You're reading: Bosnia lawmakers drop veil ban bill from discussion

SARAJEVO, July 28 (Reuters) - Bosnia's lawmakers dropped from discussion on Wednesday a proposed bill on banning full-length Islamic veils in public places after a woman wearing a niqab attended the parliamentary session as a visitor.

The Muslim and Croat deputies were unlikely to support the bill proposed by the Bosnian Serb largest party after their delegates in a parliamentary commission said it would violate the human rights and religious freedoms.

The parliament was supposed to discuss the commission report but failed to do so because the Serb deputies said they were threatened by the presence of the woman in the niqab who they said was hiding her identity.

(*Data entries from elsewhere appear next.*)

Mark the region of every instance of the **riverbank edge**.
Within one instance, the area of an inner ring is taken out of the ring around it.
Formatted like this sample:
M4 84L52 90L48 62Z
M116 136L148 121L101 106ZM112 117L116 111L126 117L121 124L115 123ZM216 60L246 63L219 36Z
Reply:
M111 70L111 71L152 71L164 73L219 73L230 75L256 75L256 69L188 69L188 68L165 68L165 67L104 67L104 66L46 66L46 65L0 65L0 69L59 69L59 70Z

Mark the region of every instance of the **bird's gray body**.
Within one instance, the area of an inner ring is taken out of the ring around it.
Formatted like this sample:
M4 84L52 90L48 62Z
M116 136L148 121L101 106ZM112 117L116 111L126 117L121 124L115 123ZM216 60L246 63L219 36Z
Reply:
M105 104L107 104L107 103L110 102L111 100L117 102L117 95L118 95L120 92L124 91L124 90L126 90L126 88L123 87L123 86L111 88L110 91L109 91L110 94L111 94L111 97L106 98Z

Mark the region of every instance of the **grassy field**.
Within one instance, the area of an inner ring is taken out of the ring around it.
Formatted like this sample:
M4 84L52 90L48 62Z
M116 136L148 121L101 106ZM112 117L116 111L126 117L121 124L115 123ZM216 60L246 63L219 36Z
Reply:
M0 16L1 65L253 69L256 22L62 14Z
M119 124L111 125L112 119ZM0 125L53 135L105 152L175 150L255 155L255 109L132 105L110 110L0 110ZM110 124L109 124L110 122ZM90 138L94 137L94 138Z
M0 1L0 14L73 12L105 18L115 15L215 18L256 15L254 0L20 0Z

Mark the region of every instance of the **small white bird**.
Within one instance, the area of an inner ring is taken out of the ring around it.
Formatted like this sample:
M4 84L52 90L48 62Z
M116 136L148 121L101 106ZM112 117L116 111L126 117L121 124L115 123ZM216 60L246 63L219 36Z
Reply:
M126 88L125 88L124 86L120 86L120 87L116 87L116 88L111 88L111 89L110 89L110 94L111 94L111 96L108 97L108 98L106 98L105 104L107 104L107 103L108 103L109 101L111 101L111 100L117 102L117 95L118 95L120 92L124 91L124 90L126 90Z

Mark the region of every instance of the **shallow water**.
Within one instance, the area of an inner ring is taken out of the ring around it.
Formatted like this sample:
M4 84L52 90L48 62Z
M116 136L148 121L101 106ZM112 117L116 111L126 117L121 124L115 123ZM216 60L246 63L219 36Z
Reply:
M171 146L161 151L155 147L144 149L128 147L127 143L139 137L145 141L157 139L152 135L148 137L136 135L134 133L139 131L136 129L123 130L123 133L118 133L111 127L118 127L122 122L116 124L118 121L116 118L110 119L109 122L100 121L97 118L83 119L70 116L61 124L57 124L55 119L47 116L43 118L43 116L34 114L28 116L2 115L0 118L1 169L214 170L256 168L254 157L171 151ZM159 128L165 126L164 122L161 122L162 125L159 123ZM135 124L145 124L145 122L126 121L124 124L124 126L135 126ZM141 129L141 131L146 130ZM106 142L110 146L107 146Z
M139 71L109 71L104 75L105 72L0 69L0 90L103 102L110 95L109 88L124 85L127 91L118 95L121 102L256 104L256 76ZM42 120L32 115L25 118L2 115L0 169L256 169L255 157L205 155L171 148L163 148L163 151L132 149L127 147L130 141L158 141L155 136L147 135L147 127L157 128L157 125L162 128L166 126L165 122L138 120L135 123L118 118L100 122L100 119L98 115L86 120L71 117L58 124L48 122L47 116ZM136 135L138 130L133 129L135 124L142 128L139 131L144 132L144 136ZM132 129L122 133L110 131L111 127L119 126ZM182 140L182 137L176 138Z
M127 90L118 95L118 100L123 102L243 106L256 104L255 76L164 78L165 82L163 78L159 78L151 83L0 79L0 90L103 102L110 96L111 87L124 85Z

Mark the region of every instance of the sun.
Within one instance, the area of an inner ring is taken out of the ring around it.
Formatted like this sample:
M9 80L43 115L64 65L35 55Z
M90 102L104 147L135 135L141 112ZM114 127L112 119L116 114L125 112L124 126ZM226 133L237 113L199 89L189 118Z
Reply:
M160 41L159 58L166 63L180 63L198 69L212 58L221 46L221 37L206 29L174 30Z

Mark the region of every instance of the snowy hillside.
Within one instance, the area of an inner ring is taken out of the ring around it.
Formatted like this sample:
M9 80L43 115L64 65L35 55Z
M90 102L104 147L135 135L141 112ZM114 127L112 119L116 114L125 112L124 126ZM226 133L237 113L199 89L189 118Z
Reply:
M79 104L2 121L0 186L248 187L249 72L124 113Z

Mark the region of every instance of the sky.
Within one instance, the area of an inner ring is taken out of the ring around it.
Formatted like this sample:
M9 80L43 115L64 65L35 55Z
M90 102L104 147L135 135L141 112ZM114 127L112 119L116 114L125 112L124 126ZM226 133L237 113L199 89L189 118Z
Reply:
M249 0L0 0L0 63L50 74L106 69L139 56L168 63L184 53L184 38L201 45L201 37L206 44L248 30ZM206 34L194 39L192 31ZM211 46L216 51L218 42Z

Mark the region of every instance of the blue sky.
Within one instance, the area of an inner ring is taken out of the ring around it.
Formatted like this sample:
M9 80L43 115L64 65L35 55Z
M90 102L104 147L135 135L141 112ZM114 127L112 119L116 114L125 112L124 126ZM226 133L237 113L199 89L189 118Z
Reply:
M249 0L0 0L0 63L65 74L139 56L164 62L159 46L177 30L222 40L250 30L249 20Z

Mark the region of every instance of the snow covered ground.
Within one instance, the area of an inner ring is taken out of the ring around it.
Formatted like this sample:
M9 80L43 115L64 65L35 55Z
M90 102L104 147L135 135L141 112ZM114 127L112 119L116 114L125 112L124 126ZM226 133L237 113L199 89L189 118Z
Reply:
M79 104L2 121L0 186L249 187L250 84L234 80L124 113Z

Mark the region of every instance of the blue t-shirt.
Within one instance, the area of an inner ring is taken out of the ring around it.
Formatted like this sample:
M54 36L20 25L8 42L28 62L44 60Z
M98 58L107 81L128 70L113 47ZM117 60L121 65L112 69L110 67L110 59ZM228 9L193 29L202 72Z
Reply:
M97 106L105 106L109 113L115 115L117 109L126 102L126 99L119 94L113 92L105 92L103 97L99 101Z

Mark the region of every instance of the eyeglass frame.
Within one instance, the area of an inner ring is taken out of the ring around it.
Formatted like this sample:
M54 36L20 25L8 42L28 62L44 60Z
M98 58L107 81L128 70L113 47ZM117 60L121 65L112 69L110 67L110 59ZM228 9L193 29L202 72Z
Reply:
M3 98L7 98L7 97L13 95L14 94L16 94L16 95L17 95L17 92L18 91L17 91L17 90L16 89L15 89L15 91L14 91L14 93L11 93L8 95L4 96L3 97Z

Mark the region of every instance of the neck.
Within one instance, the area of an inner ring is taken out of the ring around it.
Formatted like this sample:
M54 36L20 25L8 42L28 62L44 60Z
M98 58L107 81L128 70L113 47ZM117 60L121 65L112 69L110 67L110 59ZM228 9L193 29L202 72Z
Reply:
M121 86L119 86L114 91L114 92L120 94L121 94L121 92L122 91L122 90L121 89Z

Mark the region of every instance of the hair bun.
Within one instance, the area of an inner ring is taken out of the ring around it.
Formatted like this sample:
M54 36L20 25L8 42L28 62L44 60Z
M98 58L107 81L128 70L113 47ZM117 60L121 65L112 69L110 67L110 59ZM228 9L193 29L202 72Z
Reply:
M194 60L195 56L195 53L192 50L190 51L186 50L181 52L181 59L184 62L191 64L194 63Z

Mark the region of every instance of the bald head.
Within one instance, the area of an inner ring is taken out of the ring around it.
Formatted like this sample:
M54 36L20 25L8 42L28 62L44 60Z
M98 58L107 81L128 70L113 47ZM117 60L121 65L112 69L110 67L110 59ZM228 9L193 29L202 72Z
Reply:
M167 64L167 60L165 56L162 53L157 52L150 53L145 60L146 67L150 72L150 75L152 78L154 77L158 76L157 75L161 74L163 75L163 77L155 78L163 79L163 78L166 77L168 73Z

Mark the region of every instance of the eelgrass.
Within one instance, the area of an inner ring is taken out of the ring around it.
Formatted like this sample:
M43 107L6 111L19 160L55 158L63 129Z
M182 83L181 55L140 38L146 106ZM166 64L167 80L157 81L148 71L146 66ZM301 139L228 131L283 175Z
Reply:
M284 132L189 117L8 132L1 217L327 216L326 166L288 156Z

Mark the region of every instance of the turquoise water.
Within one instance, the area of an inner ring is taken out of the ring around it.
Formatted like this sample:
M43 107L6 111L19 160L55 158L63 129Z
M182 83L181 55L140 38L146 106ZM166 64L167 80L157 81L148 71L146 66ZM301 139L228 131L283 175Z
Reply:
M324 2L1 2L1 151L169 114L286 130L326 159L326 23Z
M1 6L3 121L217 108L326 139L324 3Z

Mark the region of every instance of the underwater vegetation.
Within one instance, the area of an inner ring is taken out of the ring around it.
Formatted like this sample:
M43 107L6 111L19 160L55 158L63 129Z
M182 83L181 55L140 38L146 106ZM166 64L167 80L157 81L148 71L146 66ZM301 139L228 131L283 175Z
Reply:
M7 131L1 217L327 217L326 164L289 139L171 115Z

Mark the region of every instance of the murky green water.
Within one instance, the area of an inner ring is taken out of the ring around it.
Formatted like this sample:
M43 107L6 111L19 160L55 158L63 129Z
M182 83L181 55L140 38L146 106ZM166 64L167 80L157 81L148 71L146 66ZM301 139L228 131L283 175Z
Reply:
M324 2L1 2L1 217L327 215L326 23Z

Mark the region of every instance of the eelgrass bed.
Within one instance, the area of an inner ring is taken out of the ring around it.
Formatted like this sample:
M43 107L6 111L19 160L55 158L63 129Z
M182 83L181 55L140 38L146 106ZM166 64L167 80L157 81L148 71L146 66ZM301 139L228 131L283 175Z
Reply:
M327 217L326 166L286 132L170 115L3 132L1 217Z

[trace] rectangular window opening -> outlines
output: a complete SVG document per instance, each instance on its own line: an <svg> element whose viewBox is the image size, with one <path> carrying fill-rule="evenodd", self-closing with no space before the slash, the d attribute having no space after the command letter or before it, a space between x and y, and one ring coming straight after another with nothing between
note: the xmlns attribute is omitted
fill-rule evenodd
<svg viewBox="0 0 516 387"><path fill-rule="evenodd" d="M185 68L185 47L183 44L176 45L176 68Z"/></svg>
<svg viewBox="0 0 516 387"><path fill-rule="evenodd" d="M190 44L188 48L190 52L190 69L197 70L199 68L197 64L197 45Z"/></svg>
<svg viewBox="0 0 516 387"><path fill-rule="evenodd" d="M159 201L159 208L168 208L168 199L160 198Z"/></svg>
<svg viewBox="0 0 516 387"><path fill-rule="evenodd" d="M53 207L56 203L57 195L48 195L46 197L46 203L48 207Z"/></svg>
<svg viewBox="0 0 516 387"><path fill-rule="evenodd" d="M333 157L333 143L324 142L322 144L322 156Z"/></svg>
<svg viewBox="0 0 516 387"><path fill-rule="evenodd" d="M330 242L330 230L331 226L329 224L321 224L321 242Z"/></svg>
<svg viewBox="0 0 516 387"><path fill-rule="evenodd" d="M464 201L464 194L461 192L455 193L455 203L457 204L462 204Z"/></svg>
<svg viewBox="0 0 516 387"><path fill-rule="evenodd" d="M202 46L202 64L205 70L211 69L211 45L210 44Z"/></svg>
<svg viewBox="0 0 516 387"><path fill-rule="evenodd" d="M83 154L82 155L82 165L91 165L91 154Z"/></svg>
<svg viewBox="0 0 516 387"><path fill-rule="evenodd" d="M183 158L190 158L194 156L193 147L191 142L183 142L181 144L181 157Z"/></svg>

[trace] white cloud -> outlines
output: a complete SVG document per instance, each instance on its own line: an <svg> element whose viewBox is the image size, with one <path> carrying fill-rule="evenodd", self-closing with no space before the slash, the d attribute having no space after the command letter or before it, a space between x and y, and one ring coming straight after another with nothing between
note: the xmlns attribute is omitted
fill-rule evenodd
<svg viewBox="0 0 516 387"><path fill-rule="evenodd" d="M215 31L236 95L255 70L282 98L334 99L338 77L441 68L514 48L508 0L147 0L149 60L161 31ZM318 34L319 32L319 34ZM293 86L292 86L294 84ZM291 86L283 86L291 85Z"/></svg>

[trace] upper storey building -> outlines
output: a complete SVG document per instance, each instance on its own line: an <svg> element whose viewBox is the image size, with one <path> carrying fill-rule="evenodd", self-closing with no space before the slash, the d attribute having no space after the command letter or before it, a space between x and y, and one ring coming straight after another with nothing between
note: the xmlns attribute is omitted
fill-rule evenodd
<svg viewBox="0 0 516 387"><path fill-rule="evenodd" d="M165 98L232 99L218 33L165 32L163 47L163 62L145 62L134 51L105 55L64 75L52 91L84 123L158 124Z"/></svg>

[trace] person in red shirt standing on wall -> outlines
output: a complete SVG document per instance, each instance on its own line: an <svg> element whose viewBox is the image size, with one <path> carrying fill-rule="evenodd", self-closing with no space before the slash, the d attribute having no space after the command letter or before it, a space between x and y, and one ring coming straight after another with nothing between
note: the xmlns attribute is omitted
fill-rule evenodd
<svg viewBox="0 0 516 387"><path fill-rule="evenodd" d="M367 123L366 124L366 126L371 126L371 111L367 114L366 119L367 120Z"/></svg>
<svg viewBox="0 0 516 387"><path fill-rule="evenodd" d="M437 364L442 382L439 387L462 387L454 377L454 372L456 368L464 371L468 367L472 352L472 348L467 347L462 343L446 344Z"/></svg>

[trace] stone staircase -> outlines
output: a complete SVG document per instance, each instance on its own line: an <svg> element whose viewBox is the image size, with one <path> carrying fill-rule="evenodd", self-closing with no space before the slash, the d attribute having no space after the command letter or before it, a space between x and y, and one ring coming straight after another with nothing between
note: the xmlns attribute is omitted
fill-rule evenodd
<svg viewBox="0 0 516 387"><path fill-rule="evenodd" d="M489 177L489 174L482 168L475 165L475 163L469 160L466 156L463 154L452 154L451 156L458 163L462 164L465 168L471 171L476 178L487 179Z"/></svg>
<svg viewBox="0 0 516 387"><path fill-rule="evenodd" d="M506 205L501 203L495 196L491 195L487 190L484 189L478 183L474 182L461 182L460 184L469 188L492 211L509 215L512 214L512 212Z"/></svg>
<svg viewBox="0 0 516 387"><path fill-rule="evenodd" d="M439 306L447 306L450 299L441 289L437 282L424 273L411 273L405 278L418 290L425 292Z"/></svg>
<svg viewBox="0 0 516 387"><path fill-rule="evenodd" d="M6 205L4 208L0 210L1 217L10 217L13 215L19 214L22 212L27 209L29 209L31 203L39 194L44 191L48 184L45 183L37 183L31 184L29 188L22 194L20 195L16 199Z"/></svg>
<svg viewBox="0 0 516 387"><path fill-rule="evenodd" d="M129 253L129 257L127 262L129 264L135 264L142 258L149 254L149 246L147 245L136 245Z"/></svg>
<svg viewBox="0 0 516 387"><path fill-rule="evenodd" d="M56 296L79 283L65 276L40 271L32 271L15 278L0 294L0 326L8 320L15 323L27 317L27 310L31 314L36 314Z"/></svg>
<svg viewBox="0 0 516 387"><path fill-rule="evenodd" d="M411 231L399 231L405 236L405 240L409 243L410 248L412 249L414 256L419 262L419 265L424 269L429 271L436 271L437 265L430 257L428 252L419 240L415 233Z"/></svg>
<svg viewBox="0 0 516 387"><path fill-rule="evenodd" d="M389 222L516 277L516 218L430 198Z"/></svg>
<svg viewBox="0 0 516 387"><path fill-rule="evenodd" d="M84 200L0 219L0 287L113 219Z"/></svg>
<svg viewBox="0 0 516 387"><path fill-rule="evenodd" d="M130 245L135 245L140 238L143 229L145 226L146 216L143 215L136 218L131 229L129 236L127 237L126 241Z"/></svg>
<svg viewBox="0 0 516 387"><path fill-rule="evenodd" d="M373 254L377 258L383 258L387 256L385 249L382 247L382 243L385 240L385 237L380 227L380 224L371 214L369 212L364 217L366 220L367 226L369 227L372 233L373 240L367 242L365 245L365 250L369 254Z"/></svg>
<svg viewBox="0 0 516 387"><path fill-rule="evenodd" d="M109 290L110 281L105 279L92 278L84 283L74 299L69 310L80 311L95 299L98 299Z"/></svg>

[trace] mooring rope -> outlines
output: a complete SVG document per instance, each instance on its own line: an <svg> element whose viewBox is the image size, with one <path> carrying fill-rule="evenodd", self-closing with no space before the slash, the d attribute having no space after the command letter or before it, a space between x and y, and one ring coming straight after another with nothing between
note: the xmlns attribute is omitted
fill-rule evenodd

The woman identified herself as Nadja Dizdarevic, a human rights activist who organised a protest of a group of veiled women against the bill this week. She is married to an Algerian-born Bosnian citizen who was kept in the U.S. detention camp in Guantanamo Bay but was released in late 2008.

"I am surprised, disappointed and hurt that … my attendance at the session has been a problem," said Dizdarevic, who was asked to leave the parliament building after the deputies decided to drop the bill from the discussion.

Belgium and France have passed bills under which women could be fined for appearing in public with the all-covering burqa or the niqab, which leaves the eyes exposed, arguing it poses a security risk because of the inability to identify people wearing it.

Bosnia’s national parliament comprises deputies from the Balkan country’s two autonomous and rival regions, the Muslim-Croat federation and the Serb Republic.

The initiative by the Serb Republic ruling Alliance of Independent Social Democrats to ban the burqa in public spaces is widely seen as aimed raising inter-religious tension ahead of a national election scheduled for Oct. 3.

Only a handful of women wear the niqab and even fewer the burqa in Bosnia, where generally moderate Bosnian Muslims or Bosniaks represent the largest ethnic group.

Parliament will discuss the bill at its next session on Sept. 1.